Palpation and a manual functional test (a rubbing noise may be perceived) of the affected areas also provides initial information.
Together with the questioning of the rabbit owner about possible accidents, jumps or the like, this first diagnosis is already substantiated.
A fracture in the rabbit can be determined with certainty using imaging techniques. For this purpose, the affected structure is x-rayed, whereby the x-ray image not only provides information about a possible fracture site, but also about the extent of the fracture and the further treatment steps.
Treatment of a fracture in rabbits
The treatment of a fracture in rabbits is composed of several pillars:
Because fractures are very painful, many rabbits stop eating completely. Therefore, the treatment of a fracture always includes pain therapy.
However, the dose is chosen so low that still a protection of the affected area is achieved. A painless, lively hobbling rabbit with a broken leg is not the goal and not conducive to a complication-free healing!
If the fracture is an open fracture, meaning the bone has penetrated the skin, the veterinarian will prescribe an antibiotic in addition to a painkiller to keep the risk of infection as low as possible.

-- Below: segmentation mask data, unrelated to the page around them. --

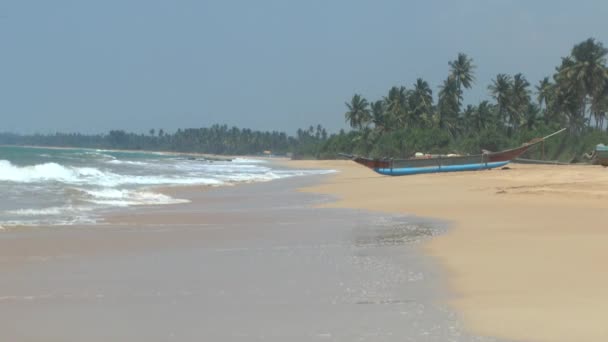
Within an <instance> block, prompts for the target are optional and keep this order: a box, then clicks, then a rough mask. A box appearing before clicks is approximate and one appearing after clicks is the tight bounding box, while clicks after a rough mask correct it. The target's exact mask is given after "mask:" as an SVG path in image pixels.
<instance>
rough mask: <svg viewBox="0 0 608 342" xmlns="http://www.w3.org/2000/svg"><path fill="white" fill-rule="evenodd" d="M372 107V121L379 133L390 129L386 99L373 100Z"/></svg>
mask: <svg viewBox="0 0 608 342" xmlns="http://www.w3.org/2000/svg"><path fill="white" fill-rule="evenodd" d="M370 108H371V121H372V123H373V124H374V129H375V130H376V131H378V133H383V132H384V131H386V130H387V129H388V127H387V117H386V111H385V106H384V101H375V102H372V104H371V106H370Z"/></svg>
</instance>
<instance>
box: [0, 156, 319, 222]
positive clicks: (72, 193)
mask: <svg viewBox="0 0 608 342" xmlns="http://www.w3.org/2000/svg"><path fill="white" fill-rule="evenodd" d="M327 172H329V171H326V170H284V169H277V168H275V167H273V166H272V165H271V164H270V163H268V162H266V161H264V160H258V159H247V158H236V159H233V160H232V161H228V160H226V161H209V160H204V159H202V158H199V157H194V158H193V157H190V156H185V155H180V154H171V153H155V152H131V151H111V150H94V149H63V148H62V149H54V148H33V147H16V146H0V226H12V225H70V224H87V223H95V222H97V221H98V218H99V214H100V213H101V212H103V211H104V210H111V209H114V208H120V207H129V206H146V205H147V206H149V205H166V204H176V203H184V202H187V200H184V199H180V198H173V197H170V196H167V195H165V194H161V193H159V192H157V191H155V190H154V189H155V187H160V186H174V185H206V186H223V185H233V184H237V183H242V182H261V181H270V180H274V179H280V178H285V177H293V176H301V175H307V174H322V173H327Z"/></svg>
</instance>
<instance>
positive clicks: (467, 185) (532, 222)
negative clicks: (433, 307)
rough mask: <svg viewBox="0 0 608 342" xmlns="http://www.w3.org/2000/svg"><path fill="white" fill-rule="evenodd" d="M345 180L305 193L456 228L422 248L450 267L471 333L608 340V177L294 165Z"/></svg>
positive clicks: (529, 169)
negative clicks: (408, 171) (470, 329)
mask: <svg viewBox="0 0 608 342" xmlns="http://www.w3.org/2000/svg"><path fill="white" fill-rule="evenodd" d="M287 165H289V166H292V167H311V168H333V169H337V170H340V171H341V172H340V173H339V174H337V175H335V176H333V177H332V178H329V180H328V181H327V182H325V184H322V185H319V186H313V187H308V188H305V189H303V190H304V191H309V192H318V193H324V194H332V195H335V196H337V197H338V198H339V200H338V201H337V202H333V203H330V204H325V206H328V207H347V208H364V209H370V210H377V211H383V212H391V213H411V214H415V215H420V216H427V217H435V218H440V219H446V220H449V221H451V222H453V223H454V225H453V227H452V229H451V230H450V231H449V232H448V233H447V234H446V235H442V236H439V237H436V238H434V239H432V240H431V241H430V242H428V243H427V245H426V248H425V250H426V251H427V252H428V253H429V254H431V255H433V256H435V257H437V258H438V259H439V260H440V262H441V264H442V265H444V266H445V268H446V269H447V274H448V279H449V285H450V286H451V288H452V290H453V295H452V299H451V301H450V303H451V304H452V306H453V307H454V308H455V309H456V310H457V311H458V312H459V313H461V314H462V316H463V318H464V321H465V324H466V325H467V326H468V327H469V328H470V329H471V330H472V331H473V332H474V333H477V334H482V335H491V336H497V337H502V338H509V339H515V340H526V341H607V340H608V272H606V266H605V262H606V260H607V259H608V223H607V222H608V220H607V219H606V212H607V211H606V209H608V169H605V168H602V167H598V166H537V165H534V166H531V165H517V164H512V165H510V169H508V170H492V171H479V172H465V173H452V174H430V175H418V176H406V177H386V176H379V175H376V174H374V173H373V172H372V171H371V170H369V169H366V168H364V167H361V166H358V165H356V164H354V163H352V162H350V161H294V162H288V163H287Z"/></svg>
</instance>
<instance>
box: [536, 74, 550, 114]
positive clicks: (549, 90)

The same applies to surgical treatment of a bone fracture. Here, too, an antibiotic is administered as a precautionary measure following the operation.
Treatment of fractures
For smooth and uncomplicated fractures, immobilization of the affected limb is usually sufficient. Splinting the fracture site, however, is only possible for fractures on the limbs (front and hind legs, and toes).
In the case of complicated fractures, surgery is sometimes unavoidable. In this case, the affected fracture site is brought into position with the help of nails, plates and wires in such a way that healing of the fracture sites together becomes possible.
In some fractures, for example comminuted fractures, where the bone has been blown into numerous small bone fragments, it is not always possible to straighten the fracture site surgically. In such a case, amputation of the limb is then necessary.
If bones are affected that cannot be immobilized or splinted (pelvis, spine), or are so badly damaged that healing is not possible, the only option is to euthanize the rabbit to spare it great suffering.
Back in the home cage, it must be prepared according to the new situation.
- The run must be limited accordingly, or the rabbit must be moved to a small enclosure.
- All elevations must give way from the cage, so that these are not climbed.
- Accordingly, a cottage with a pointed roof can be very useful as a shelter, and a cuddly den made of fabric is also suitable.
- The floor of the rabbit hutch must be padded as softly as possible for the period of recovery and be non-slip. In the case of open wounds, if for example an external fixator had to be applied to bring the bone into position, bedding should be avoided to prevent contamination of the wound. In these cases, an old carpet (without loops and fringes) will serve well as a stable floor.
Preventing fractures in rabbits
The best prevention against a fracture in rabbits is an optimal supply of all important nutrients and a sufficient amount of exercise.
In addition, the general housing conditions, starting with the barn equipment (possible danger spots in which the rabbit can get stuck) to the run or free run (fall possibilities, getting stuck in the carpet due to too long claws, getting stuck in doors).
Handling the rabbit can also help prevent fractures. For example, the pelvis should always be supported when picking up the rabbit and the rabbit should be secured when being carried so that it cannot suddenly jump out of the arm (children!).